Nov 30 2017, 1:44 am

Canadians looking to purchase real estate aren’t the only ones dealing with a tough market, renters across the country are also facing hardships when it comes to finding a place to live.

According to Canada Mortgage and Housing Corporation’s (CMHC) 2017 Rental Market Survey, vacancy rates are on the decline, and with it comes a spike in costs.

The average vacancy rate for purpose-built rental apartment units across Canadian centres with a population of 10,000 or more decreased from 3.7% in October 2016 to 3.0% in October 2017, states the CMHC. Vancouver and Toronto have some of the lowest purpose-built rental vacancy rates, with Vancouver sitting at 0.9% and Toronto at 1%.

The average monthly rent for a two-bedroom purpose-built rental apartment across the nation is now $989, with Vancouver experiencing a 6.2% increase and Toronto a 4.2% increase over the past year.


In its survey, CMHC describes the primary (also known as purpose-built) rental market, consists of “occupied units in privately initiated, purpose-built rental structures of three units or more.” The rental survey looks at both the primary and purpose-built rental market, along with the secondary rental market covering condominium apartments, although both showed signs of vacancy decline.

“Nationally, increased demand for purpose-built rental apartment units outpaced growth in supply, leading to a decline in the vacancy rate and a reversal of the trend we’ve seen over the last two years,” said Gustavo Durango, Senior Market Analyst at CMHC. “Demand for purpose-built rental apartments can be attributed to historically high levels of positive net international migration, improving employment conditions for younger households and the on-going aging of the population.”


Looking at the condo rental market, which the CMHC lists as a secondary rental market, vacancy rate declined from 1.9% to 1.6% in October this year.

And among the cities surveyed, the highest rental condominium rent was in Toronto ($2,301), followed by Vancouver ($1,874) and Ottawa ($1,566).

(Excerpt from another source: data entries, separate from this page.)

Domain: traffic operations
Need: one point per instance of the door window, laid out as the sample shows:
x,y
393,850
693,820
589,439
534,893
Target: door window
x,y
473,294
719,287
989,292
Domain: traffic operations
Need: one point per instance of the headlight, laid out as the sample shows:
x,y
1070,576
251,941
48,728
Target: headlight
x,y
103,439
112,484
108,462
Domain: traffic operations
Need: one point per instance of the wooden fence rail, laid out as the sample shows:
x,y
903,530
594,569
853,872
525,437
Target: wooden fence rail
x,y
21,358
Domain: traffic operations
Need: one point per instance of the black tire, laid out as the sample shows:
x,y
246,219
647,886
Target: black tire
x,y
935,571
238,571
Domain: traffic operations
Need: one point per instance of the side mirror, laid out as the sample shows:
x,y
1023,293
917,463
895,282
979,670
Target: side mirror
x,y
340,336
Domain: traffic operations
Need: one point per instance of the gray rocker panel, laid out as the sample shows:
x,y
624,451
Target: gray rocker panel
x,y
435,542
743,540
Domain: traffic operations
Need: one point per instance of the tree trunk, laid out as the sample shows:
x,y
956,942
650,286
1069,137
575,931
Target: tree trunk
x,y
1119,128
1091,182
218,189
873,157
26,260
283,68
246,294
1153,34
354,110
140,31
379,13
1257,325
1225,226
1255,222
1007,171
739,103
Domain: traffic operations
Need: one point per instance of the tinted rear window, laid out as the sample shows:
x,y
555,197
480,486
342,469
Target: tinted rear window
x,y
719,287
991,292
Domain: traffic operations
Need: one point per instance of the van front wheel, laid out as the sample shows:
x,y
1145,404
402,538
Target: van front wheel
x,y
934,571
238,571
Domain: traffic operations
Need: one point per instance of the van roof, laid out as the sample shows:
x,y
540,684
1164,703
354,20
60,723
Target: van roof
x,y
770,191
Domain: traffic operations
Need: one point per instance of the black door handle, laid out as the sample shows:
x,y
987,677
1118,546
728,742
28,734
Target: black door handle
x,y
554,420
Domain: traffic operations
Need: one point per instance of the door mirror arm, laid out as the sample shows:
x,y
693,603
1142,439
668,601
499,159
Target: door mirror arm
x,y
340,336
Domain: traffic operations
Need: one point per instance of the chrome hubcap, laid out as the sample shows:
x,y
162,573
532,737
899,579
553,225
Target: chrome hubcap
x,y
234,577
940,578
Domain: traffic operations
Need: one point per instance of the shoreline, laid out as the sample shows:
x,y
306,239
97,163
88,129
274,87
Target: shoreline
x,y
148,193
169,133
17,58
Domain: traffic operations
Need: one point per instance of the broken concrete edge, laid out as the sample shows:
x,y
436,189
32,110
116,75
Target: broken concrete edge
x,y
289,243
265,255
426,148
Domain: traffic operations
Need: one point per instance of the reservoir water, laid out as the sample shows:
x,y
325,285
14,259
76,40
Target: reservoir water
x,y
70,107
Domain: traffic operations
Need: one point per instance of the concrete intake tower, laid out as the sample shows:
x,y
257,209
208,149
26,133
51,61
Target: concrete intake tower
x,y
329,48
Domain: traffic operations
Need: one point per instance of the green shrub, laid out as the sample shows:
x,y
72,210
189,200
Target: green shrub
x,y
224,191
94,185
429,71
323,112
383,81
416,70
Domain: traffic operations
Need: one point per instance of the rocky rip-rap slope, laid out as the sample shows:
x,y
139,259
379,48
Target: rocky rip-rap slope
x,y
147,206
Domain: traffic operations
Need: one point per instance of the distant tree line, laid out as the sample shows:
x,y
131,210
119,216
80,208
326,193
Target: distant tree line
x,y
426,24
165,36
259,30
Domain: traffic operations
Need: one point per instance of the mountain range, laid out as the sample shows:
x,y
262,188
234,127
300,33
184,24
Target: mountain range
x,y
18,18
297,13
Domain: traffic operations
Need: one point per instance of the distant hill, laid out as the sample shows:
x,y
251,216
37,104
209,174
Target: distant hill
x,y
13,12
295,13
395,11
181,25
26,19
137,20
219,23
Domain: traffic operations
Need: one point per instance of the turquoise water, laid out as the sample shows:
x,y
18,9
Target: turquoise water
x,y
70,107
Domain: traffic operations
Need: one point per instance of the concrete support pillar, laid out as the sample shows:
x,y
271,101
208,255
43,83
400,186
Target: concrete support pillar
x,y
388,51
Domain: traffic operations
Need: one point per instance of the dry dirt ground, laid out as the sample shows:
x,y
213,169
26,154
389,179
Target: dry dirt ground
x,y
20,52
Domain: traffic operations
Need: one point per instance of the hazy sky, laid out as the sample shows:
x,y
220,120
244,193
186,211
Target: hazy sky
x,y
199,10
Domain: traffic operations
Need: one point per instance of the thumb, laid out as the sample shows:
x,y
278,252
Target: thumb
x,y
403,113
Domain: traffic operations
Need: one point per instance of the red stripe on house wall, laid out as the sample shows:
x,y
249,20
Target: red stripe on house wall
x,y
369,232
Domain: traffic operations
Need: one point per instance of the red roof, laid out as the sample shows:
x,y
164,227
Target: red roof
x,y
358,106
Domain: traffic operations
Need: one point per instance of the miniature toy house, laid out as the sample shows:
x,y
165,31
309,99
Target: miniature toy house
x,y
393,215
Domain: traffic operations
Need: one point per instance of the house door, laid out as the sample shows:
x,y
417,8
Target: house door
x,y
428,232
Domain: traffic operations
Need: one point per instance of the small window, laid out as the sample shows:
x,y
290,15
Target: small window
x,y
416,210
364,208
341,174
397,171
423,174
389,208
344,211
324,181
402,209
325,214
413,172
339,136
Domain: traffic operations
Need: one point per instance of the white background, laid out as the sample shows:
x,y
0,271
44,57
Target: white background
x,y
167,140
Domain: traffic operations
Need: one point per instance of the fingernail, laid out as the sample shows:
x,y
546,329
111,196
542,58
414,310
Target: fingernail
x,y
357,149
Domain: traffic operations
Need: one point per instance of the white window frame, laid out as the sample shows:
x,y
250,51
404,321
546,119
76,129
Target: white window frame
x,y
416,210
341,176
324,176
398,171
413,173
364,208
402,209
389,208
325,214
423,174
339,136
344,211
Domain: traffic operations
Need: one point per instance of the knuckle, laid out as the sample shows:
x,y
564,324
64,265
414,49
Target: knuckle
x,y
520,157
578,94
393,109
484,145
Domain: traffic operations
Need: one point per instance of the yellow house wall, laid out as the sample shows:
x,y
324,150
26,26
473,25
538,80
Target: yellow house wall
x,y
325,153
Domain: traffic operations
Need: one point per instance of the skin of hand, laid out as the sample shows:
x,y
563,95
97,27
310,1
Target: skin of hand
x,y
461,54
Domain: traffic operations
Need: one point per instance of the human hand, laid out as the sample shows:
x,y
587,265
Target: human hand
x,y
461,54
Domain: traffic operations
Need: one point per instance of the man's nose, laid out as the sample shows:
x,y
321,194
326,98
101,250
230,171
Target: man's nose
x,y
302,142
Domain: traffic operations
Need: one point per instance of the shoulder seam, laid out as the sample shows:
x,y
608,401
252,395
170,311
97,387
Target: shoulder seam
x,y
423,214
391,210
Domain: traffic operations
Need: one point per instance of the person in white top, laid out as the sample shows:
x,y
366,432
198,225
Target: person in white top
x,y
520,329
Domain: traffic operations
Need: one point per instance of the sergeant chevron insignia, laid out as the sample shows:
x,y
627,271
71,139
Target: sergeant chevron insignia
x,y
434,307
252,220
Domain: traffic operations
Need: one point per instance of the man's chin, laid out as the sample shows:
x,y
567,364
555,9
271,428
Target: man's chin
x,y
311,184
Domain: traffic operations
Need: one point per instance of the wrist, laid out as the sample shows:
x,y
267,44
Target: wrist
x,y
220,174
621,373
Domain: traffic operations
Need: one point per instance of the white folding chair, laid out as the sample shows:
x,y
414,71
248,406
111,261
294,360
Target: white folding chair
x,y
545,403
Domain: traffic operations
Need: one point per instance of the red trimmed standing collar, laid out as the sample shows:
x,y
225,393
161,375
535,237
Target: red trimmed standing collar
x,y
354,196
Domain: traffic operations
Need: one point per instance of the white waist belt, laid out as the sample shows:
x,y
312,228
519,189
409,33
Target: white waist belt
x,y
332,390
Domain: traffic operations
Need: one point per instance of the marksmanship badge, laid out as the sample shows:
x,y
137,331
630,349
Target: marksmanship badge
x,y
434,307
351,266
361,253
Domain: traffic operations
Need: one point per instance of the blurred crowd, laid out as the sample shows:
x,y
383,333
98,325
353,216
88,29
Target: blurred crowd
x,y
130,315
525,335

“Condominiums are typically newer and tend to offer a greater range of amenities than purpose-built rental apartments, which is reflected in generally higher rents for condominium rental apartments,” states the CMHC in its survey.


While the CMHC has listed condos in its survey, it didn’t add the potential effects that Airbnb is having on the rental properties, particularly in the most expensive cities such as Toronto and Vancouver.

According to a City report released this summer, the number of Airbnb listings in Toronto has tripled between 2014 and 2016, with 15,869 listings and over 10,000 properties rented in 2016. Within those rentals, 65% were listings for the entire unit, while 35% were for a room within a unit.

And Vancouver is no different. Even before a short-term rental bylaw passed this month, the City of Vancouver estimated that up to 6,000 short-term rentals are currently in operation.

With condo owners being able to rent out their properties for over $150 a night, it’s no wonder their vacancy rates are quickly declining.